4. Experimental Setup

In this section, we will first describe our dataset Formula2Text. Then, we will present the MER, NLP, and VL models that we investigated for the transcription of mathematical formulas in images.

4.1. Our Formula2Text Dataset

As there was no pre-existing dataset encompassing the entire pipeline from the input image of the formula to the ultimate transcription output, we developed a new dataset named Formula2Text, which is publicly accessible on our GitHub repository. The final Formula2Text dataset contains 721 mathematical formula images, corresponding LaTeX codes, and 5 transcriptions for each image, resulting in a total of 3605 transcriptions. Our goal was to build a small, manageable, high-quality dataset. Consequently, we firstly extracted images and corresponding LaTeX codes from the IM2LATEX-230K dataset [8], where the LaTeX code contains less than 70 characters, no matrices, no multiple lines, and no systems of equations. Then, we generated the corresponding transcriptions in a semi-automatic way. First, we had ChatGPT create initial transcriptions from the LaTeX code. Then, we corrected, cleaned, and normalized the remaining transcriptions, based on our education in higher mathematics. For our experiments, we used 80% of Formula2Text for training, 10% for validation, and 10% for testing. Figure 7 and Figure 8 show a Formula2Text entry and the corresponding formula.

Figure 7 demonstrates that the Formula2Text transcriptions may vary in terms of prepositions (e.g., “negative one over two pi” vs. “negative of one over two pi.”), synonyms (e.g., “times” vs. “multiplied by”), and verb choice (e.g., “equals” vs. “is” vs. “is equal to”). As described in challenge 3 of Figure 2, the word order in transcribing mathematical formulas may vary as well. Comparing the 5 reference transcriptions of each Formula2Text entry in the whole dataset also confirms this variability. For example, in our test set, the average TER of the 5 reference transcriptions for each formula is 45.34%, with a variance of 14.03%, indicating strong differences in the valid transcriptions for each formula.

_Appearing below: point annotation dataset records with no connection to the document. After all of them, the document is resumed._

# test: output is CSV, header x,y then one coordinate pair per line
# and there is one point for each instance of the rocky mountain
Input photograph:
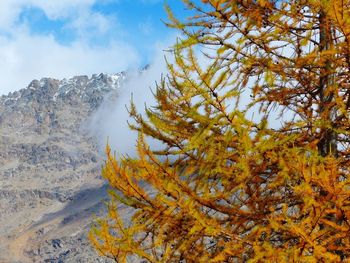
x,y
50,184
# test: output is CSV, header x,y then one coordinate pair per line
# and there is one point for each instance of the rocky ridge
x,y
50,181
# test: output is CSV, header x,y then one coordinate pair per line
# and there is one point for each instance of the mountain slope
x,y
50,183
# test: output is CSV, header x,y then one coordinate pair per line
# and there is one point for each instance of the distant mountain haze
x,y
50,184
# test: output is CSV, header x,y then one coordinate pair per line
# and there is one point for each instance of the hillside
x,y
50,184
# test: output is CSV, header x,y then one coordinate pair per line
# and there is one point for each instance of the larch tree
x,y
226,187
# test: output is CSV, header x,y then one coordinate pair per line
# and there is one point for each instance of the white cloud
x,y
110,121
25,56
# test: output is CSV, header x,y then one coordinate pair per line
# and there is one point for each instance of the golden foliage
x,y
225,188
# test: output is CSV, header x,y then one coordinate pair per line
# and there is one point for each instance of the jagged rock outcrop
x,y
50,181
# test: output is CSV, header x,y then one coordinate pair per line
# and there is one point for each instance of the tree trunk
x,y
328,137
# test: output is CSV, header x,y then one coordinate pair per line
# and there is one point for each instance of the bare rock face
x,y
50,184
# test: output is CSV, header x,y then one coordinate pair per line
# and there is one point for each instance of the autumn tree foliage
x,y
227,187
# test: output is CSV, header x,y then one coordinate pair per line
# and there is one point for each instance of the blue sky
x,y
61,38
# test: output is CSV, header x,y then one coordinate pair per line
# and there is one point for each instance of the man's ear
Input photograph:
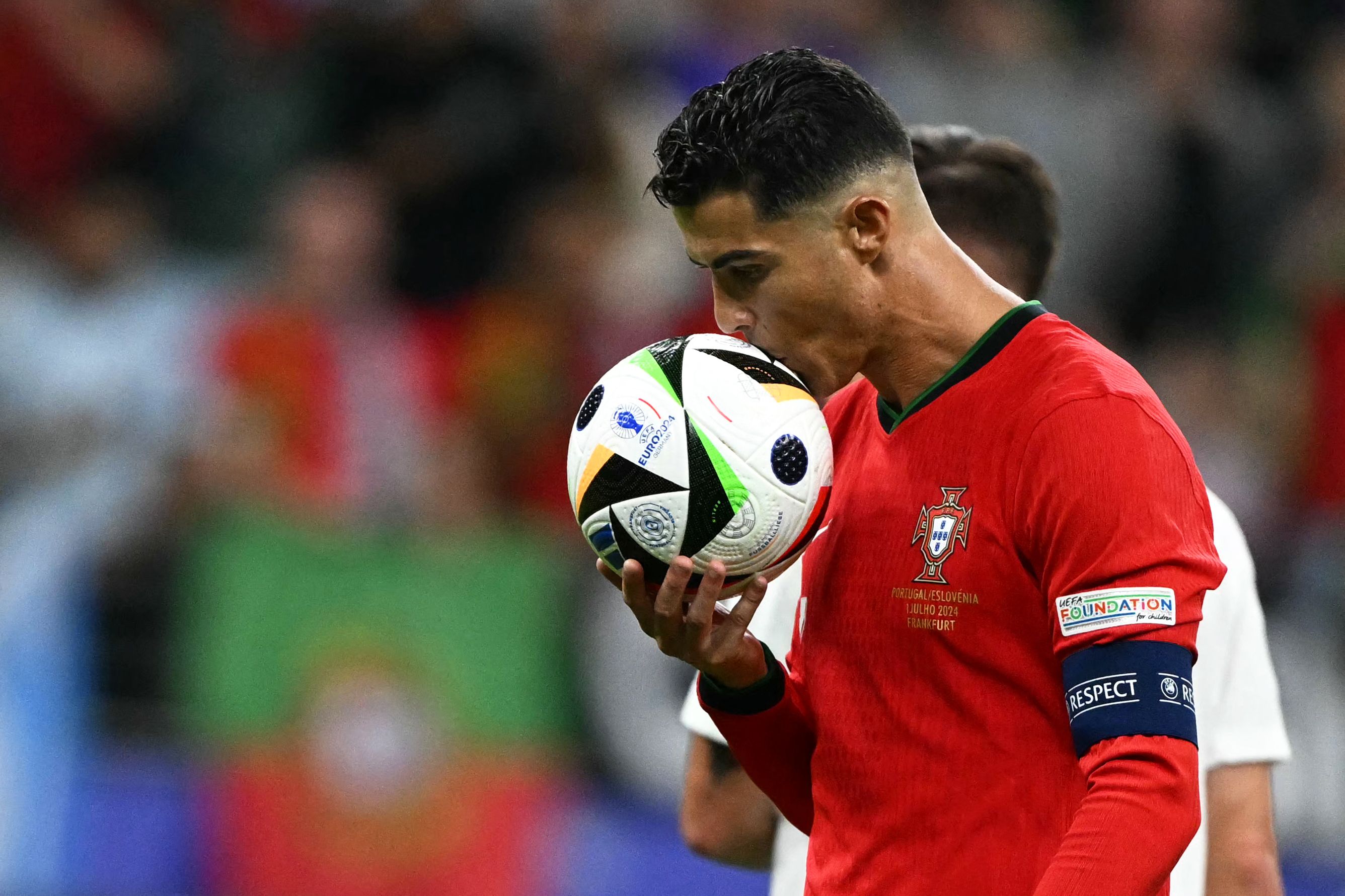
x,y
868,223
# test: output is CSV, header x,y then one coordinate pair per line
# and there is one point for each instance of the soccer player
x,y
998,205
989,684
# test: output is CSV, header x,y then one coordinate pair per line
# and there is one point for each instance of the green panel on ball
x,y
712,504
663,362
733,486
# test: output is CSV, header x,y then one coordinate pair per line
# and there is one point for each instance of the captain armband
x,y
1129,688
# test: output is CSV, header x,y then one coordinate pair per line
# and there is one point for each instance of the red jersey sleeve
x,y
1113,518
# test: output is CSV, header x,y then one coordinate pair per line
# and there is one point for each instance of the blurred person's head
x,y
1187,33
793,182
99,227
331,234
993,199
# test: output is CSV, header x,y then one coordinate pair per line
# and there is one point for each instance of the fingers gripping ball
x,y
700,446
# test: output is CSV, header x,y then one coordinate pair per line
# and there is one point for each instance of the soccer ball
x,y
700,446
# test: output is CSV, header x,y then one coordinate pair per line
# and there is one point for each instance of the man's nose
x,y
731,317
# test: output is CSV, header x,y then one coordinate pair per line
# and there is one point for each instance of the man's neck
x,y
937,307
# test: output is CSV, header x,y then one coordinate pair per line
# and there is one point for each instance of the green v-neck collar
x,y
990,344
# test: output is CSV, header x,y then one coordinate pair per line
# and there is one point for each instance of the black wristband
x,y
757,698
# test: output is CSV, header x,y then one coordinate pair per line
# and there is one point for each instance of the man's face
x,y
791,287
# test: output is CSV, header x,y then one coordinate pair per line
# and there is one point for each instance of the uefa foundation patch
x,y
1109,608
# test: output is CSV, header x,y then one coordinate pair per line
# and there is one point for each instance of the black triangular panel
x,y
755,367
619,480
633,550
708,507
669,355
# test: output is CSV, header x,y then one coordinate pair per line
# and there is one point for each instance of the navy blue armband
x,y
1129,688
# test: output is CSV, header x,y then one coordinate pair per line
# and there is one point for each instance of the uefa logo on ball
x,y
653,524
627,421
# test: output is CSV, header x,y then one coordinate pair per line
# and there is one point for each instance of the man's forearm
x,y
725,817
1141,810
1243,855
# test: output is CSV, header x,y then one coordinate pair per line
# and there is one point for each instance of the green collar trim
x,y
990,344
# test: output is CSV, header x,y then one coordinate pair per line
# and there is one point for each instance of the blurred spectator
x,y
463,127
369,797
248,108
330,398
79,79
1312,269
1215,143
524,350
96,383
97,348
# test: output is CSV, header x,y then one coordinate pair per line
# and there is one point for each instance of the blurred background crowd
x,y
297,300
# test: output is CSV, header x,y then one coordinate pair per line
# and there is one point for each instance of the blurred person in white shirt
x,y
998,205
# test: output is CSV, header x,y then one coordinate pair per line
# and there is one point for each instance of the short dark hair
x,y
992,189
787,128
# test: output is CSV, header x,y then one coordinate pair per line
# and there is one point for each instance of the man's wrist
x,y
759,696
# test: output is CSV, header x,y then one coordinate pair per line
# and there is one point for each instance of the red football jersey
x,y
1033,502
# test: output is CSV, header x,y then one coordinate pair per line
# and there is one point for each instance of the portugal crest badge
x,y
942,527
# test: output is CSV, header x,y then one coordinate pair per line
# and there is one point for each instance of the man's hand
x,y
713,641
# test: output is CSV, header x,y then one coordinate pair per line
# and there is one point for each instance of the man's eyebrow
x,y
729,257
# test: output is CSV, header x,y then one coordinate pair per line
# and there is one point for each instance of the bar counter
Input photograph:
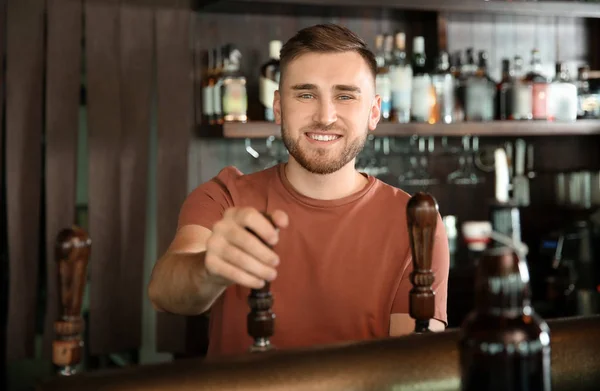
x,y
413,362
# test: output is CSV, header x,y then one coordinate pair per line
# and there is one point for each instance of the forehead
x,y
325,69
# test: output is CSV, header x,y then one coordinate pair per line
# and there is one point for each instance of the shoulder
x,y
229,188
233,182
388,196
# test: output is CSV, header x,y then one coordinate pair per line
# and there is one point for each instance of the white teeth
x,y
323,137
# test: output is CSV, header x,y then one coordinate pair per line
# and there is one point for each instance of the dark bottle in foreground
x,y
504,345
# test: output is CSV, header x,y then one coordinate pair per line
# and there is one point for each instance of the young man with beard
x,y
341,260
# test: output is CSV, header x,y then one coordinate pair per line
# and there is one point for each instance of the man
x,y
340,263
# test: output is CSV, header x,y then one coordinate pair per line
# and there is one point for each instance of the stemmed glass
x,y
418,175
465,174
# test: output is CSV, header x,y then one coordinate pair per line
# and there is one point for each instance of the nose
x,y
326,113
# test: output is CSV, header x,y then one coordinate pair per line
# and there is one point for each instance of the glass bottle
x,y
480,93
539,87
443,83
504,97
207,88
269,80
423,94
401,81
233,87
382,79
455,70
217,117
503,344
522,93
562,96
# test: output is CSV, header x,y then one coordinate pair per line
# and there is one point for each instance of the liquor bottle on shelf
x,y
423,94
480,92
217,117
466,70
269,79
588,103
443,82
522,95
455,70
382,79
504,345
562,96
233,87
401,80
539,87
504,93
207,89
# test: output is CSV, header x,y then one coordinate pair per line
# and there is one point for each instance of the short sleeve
x,y
440,266
206,204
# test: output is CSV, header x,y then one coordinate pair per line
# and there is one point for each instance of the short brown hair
x,y
325,38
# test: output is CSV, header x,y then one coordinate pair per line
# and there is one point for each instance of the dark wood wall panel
x,y
505,36
593,41
136,40
24,78
3,239
104,139
63,78
175,114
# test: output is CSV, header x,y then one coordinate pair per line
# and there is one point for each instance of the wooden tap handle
x,y
422,216
261,319
72,252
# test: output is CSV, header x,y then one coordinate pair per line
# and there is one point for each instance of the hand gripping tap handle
x,y
72,252
261,319
422,216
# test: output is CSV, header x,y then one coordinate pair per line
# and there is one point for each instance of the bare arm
x,y
200,264
403,324
179,282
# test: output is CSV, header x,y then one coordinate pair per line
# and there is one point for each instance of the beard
x,y
322,161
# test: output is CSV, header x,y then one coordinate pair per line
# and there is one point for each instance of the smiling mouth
x,y
323,137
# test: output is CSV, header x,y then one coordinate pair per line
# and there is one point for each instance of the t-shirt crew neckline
x,y
324,203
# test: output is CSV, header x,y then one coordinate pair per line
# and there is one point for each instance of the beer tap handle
x,y
72,252
422,216
261,319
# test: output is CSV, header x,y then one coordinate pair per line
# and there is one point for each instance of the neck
x,y
339,184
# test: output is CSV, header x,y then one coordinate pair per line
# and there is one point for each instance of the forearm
x,y
180,285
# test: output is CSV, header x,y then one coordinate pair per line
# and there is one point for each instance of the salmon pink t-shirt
x,y
344,264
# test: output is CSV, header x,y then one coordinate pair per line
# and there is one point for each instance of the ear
x,y
277,107
375,113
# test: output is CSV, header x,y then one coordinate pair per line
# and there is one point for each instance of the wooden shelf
x,y
259,129
548,8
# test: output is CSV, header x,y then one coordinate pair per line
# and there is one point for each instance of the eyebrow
x,y
339,87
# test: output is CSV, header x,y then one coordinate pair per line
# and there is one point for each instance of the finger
x,y
247,263
217,267
251,245
259,224
280,218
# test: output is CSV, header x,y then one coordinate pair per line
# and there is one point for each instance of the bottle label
x,y
421,98
267,88
444,90
383,87
522,101
217,106
235,100
540,95
497,366
480,100
562,102
401,84
207,101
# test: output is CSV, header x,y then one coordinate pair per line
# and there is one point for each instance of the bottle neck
x,y
502,283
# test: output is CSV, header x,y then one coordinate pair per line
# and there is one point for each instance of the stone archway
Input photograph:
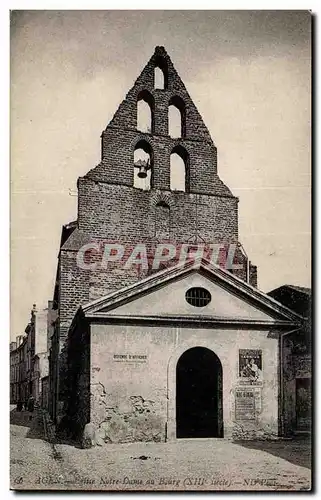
x,y
199,408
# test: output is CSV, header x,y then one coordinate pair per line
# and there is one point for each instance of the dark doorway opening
x,y
199,408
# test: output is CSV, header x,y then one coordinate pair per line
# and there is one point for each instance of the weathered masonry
x,y
158,354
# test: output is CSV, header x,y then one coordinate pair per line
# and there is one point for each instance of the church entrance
x,y
199,409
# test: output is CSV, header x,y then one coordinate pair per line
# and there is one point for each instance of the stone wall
x,y
111,209
135,400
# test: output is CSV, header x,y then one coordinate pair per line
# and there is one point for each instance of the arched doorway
x,y
199,409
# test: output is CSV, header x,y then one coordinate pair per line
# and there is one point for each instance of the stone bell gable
x,y
121,135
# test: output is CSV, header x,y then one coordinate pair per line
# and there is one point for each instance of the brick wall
x,y
110,208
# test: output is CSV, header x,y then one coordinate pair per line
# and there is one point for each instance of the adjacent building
x,y
297,362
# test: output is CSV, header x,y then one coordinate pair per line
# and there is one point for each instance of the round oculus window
x,y
198,297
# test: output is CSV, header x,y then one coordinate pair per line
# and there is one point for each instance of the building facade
x,y
297,362
29,356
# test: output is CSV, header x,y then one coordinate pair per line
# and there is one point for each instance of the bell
x,y
142,173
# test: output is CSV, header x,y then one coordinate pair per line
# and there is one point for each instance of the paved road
x,y
187,464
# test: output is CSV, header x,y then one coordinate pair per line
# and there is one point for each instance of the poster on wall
x,y
250,366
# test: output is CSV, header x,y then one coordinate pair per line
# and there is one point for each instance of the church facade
x,y
185,349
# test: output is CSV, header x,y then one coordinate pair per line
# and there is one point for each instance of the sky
x,y
249,74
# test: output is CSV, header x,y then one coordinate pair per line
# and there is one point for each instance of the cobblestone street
x,y
187,464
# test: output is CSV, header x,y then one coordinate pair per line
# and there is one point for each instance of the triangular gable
x,y
232,299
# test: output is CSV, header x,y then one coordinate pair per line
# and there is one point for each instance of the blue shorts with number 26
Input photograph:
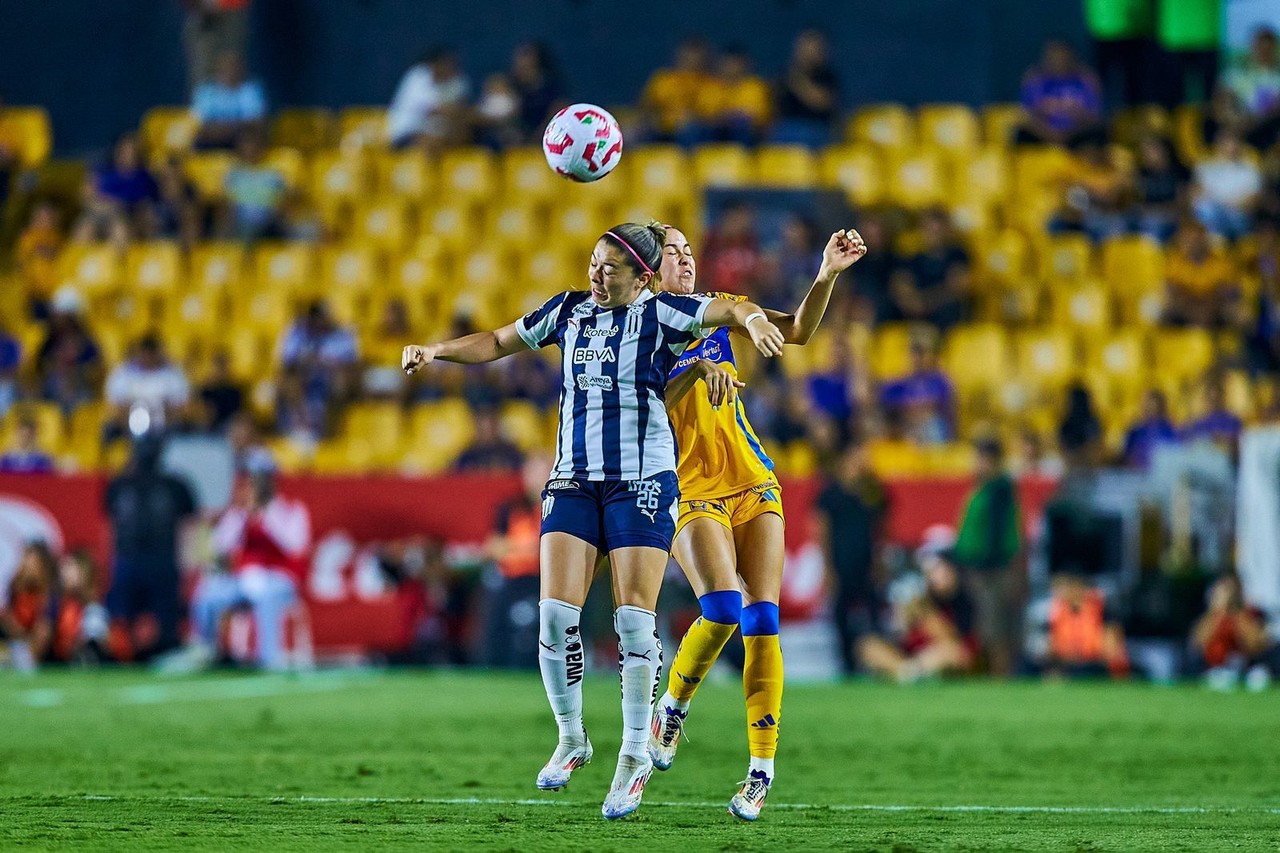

Looking into the LaTex codes of our dataset also reveals big differences. Figure 9 displays the distribution of the LaTeX code lengths in Formula2Text in terms of number of characters. We see that most entries have LaTeX code between 40 and 70 characters, and the average LaTeX code length consists of 53.2 characters.

4.2. Mathematical Expression Recognition Models

To convert formula images into LaTeX code, we analyzed the MER model LaTeX-OCR [38], as well as the OCR model TrOCR [36], which outperforms other state-of-the-art OCR models [36] and thus has a high potential to be used for MER.

4.2.1. LaTeX-OCR

LaTeX-OCR (https://github.com/lukas-blecher/LaTeX-OCR, accessed on 21 January 2024), also known as pix2tex, is a transformer-based model that generates LaTeX code from images of mathematical formulas [38]. The model uses a pre-trained vision transformer encoder [39] with a ResNet backbone and a transformer decoder [40] trained on the IM2LATEX-100K [5] and CROHME [41] datasets. [38] reported a BLEU score of 88% on the corresponding test set. An important part of the model is an additional neural network that predicts the optimal resolution for the input image as a pre-processing step.

4.2.2. TrOCR

Compared with LaTeX-OCR, transformer-based optical character recognition (TrOCR) (https://huggingface.co/microsoft/trocr-base-printed, accessed on 21 January 2024) [36] is not an exclusive MER model. TrOCR is a pure text recognizer based on the encoder–decoder transformer technology of [40]. The architecture includes both a pre-trained image transformer, BEiT [42], for extracting visual features and a text transformer, robustly optimized BERT pretraining approach (RoBERTa) [43], for language modeling. This model outperforms the best state-of-the-art models in recognizing printed and handwritten text [36].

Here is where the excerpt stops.